Famous artist not legally Aboriginal
In the late 1950s almost all Aboriginal people of full descent in the Northern Territory were wards of the state. Albert Namatjira, famed Arrente artist, appeared to be a man who could bridge two vastly different cultures. He was not classified as a ward when new legislation was implemented in 1957, and so he became an Australian citizen.
Since it was illegal for Australian citizens to provide alcohol for wards (ie Aboriginal people), when Namatjira shared a drink with a kinsman he was breaking the law.

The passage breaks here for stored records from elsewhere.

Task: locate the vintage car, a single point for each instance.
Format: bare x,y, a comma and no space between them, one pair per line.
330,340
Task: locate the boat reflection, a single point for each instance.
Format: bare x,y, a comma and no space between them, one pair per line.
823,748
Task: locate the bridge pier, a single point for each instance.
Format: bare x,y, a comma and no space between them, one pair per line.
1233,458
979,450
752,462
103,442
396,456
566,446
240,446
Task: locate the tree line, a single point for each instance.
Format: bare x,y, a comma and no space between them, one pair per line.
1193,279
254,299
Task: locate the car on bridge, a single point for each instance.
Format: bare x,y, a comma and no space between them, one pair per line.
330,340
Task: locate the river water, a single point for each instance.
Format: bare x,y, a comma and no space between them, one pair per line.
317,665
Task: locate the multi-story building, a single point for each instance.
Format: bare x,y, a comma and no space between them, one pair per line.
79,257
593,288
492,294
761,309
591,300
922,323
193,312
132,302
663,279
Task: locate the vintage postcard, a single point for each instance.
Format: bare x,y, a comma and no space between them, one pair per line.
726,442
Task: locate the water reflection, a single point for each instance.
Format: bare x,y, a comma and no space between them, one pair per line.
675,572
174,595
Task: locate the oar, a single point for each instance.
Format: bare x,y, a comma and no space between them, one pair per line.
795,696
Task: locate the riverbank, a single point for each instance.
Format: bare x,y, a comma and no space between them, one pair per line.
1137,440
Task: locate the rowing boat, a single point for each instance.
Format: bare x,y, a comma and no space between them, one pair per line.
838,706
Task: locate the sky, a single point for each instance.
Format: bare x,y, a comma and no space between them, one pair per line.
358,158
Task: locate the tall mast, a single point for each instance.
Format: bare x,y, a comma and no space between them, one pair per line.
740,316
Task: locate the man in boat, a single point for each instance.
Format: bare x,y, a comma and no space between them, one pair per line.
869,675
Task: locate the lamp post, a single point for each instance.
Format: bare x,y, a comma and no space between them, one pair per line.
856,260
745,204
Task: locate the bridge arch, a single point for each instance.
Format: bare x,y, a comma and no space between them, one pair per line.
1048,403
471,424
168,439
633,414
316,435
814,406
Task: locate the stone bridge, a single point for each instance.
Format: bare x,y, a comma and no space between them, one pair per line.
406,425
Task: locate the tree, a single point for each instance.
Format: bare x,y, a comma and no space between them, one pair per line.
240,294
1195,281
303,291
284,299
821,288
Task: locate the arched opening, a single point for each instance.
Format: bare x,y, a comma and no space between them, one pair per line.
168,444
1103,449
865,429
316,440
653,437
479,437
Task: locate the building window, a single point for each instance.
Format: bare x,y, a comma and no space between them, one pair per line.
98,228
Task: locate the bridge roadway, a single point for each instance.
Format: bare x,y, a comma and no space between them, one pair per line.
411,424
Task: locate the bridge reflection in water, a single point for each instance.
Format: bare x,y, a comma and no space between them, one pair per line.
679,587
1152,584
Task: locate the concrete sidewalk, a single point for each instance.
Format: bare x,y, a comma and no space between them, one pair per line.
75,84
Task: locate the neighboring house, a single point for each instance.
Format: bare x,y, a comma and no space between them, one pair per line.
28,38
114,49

The events which followed showed that the state and federal governments were wrong to set up 'Aboriginal' and 'citizen' as mutually exclusive categories. An Aboriginal person who successfully applied to have full citizenship rights in Western Australia, for example, would no longer legally be classed as 'an Aborigine'.
Her or his social experience would, however, continue to be influenced by skin colour and other physical characteristics.
Many Aboriginal people refused to subject themselves to the indignity of applying to become a citizen. Punitive requirements which prevented them from associating with relatives if they 'became citizens' showed the inhumanity of these laws.
Albert Namatjira's experience highlighted the absurdity and inhumanity of laws which set up this divide. On the surface it is a heartbreaking story of personal suffering; underneath it displays attitudes of racial superiority and cultural intolerance.
(A) Albert Namatjira's country in Central Australia, west of Alice Springs in the Northern Territory
In the 1950s most legislation that targeted Indigenous Australians was firmly in state hands. The Australian Constitution stated in section 51 (xxvi) that 'the Parliament shall, subject to this Constitution, have power to make laws for the people of any race, other than the aboriginal race in any State, for whom it is deemed necessary to make special laws'.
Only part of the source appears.